One recent example is the Dream For All Shared Appreciation Loan, which doesn’t require a down payment but works as if you put 20% down.

Note: These housing agencies are not lenders, so you’ll need to research them then use their “find a loan officer” section to see which lenders offer their products.

You can also do this in reverse if you’re already working with a lender.

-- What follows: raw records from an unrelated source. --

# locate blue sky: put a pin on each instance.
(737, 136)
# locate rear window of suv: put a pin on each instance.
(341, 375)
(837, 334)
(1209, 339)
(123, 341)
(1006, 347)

Ask what they offer to first-time home buyers.

It may also be possible to get a first-time home buyer grant with a large bank, local credit union, or direct mortgage lender.

Be sure to search for local grants because they’re often forgivable, meaning it doesn’t need to be paid back!

One example is the U.S. Bank Access Home Loan, which offers up to $12,500 in down payment assistance and a lender credit up to $5,000.

The one caveat to some of these loan programs is that you might need to complete a homeownership class, though it can be beneficial and is typically pretty basic and not all that time consuming.

Another perk first-time buyers might be able to take advantage of is a Mortgage Credit Certificate (MCC), which can reduce your tax liability, thereby saving you money indirectly on your mortgage.

It may also allow you to qualify for a larger loan amount in some cases.

Lastly, look beyond loan programs for first-timers. You may not need any special loan program, and it could actually be cheaper to stick to a traditional one instead.

Best Mortgage Lenders for First-Time Buyers

I don’t know of one bank or lender that specializes in financing for first-time home buyers, though there are companies that only cater to home buyers, such as Tomo.

And with mortgage rates significantly higher today, most lenders are pivoting to be home buying specialists anyway.

Look out for special offers and incentives as the mortgage market becomes largely purchase-driven.

Ultimately, you’ll probably find a lot of the same loan programs no matter where you look, barring some of the unique offerings discussed in the prior section related to grants and state housing agencies.

This means you’ll be able to get an FHA loan, USDA loan, or VA loan from most banks/lenders out there. The only difference might be the mortgage rates and/or lender fees.

You should also be able to obtain a Fannie Mae HomeReady or Freddie Mac Home Possible loan from just about any lender, both of which require just three percent down when purchasing a home and come with other potential discounts.

Instead of focusing on a single lender, it might be better to get in touch with an experienced mortgage broker who can guide you through the loan process and compare rates and programs from dozens of lenders at once.

Or structure your loan to save on mortgage insurance and/or mortgage rate with specific down payments.

Alternatively, you can reach out to a HUD-approved housing counselor if you need one-on-one assistance or are uncertain of where to turn for financing.

An experienced real estate agent may also be helpful, as many of them are pretty well-versed in mortgages. Just be sure to due your own diligence and look beyond their own recommendations.

Ultimately, educating yourself on mortgages might be the best way to start your home buying journey. Being knowledgeable means being financially empowered.